Hacker News new | ask | show | jobs
by breakwaterlabs 1020 days ago
My recent discussions with multiple SAN vendors as well as quoting out cost to DIY storage has that number being far away from "reasonable". I do not claim storage is $5,000/TB but it is substantially higher than the $50/TB you're estimating.

It's difficult to estimate the log throughput in this scenario. Cisco on debug all can overload the device's CPU; systems like sssd can generate MB of logs for a single login.

All of this is really missing the core issue though. A 2PB system is nontrivial to procure, nontrivial to run, and if you want it to be of any use at all you're going to end up purchasing or implementing some kind of log aggregation system like Splunk. That incurs lifecycle costs like training and implementation, and then you get asked about retention and GDPR.... and in the process, lose sight of whether this thing you've made actually provides any business value.

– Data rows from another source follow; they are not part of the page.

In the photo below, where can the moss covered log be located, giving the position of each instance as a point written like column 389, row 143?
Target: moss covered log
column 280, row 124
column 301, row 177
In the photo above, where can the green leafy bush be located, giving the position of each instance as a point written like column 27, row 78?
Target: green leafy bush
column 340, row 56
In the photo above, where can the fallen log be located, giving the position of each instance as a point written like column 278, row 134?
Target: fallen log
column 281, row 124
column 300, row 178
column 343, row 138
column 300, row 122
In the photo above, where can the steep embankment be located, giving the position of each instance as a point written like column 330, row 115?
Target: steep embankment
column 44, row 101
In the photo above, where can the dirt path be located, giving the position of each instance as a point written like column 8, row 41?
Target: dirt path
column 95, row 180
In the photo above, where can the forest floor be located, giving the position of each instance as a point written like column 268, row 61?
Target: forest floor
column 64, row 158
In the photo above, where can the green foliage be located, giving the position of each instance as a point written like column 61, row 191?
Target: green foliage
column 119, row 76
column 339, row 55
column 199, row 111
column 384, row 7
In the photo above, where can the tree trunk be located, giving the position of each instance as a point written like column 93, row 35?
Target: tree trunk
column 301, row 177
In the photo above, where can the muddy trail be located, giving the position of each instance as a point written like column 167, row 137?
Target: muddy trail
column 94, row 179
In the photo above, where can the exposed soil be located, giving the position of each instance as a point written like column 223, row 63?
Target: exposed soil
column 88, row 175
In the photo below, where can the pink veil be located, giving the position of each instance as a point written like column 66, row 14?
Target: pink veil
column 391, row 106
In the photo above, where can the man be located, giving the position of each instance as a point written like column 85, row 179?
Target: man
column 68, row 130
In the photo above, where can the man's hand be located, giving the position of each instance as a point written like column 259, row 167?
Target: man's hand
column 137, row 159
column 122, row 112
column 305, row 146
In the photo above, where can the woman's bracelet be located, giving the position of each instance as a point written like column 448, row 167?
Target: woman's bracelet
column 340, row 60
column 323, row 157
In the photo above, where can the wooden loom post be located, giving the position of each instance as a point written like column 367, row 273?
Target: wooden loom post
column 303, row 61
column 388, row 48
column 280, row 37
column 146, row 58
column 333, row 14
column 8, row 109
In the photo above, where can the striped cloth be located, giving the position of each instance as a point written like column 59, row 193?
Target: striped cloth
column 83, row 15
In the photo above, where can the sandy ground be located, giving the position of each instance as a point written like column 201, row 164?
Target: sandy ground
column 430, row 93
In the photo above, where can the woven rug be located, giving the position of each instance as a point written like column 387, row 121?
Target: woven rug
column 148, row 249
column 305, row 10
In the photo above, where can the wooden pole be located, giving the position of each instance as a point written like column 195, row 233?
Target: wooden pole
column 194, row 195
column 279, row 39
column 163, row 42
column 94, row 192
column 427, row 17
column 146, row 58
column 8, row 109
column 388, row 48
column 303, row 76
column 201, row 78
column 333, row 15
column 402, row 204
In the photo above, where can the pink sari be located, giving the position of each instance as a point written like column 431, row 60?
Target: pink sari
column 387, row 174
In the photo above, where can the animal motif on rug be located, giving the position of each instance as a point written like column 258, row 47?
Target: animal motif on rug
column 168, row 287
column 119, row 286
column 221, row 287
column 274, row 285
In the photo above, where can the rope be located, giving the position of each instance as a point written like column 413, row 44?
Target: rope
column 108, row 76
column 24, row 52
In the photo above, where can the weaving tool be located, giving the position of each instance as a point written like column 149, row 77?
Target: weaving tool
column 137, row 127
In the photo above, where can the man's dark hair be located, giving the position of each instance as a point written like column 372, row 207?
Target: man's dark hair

IT is not an ends in itself, and if these logs are unlikely to be used the question is less about dollars-per-developer-hour and more about preventing IT scope creep and the accumulation of cruft that can mature into technical debt.

1 comments

But you wouldn't use a SAN here. SAN pricing is far away from reasonable for this situation.

For the 20TB case, you can fit that on 1 to 4 drives. It's super cheap. Plus probably a backup hard drive but maybe you don't even need to back it up.

For the 2PB case, you probably want multiple search servers that have all the storage built in. There's definitely cost increases here, but I wouldn't focus too much on it, because that was more of a throwaway. Focus more on the 20TB version.

> That incurs lifecycle costs like training and implementation

Those don't relate much to the amount of storage.

> and then you get asked about retention and GDPR....

It's 90 days. Maybe you throw in a filter. It's not too difficult.

> if these logs are unlikely to be used

The devs are complaining about the search features, it sounds like the logs are being used.

> preventing IT scope creep and the accumulation of cruft that can mature into technical debt

Sure, that's reasonable. But that has nothing to do with the amount of storage.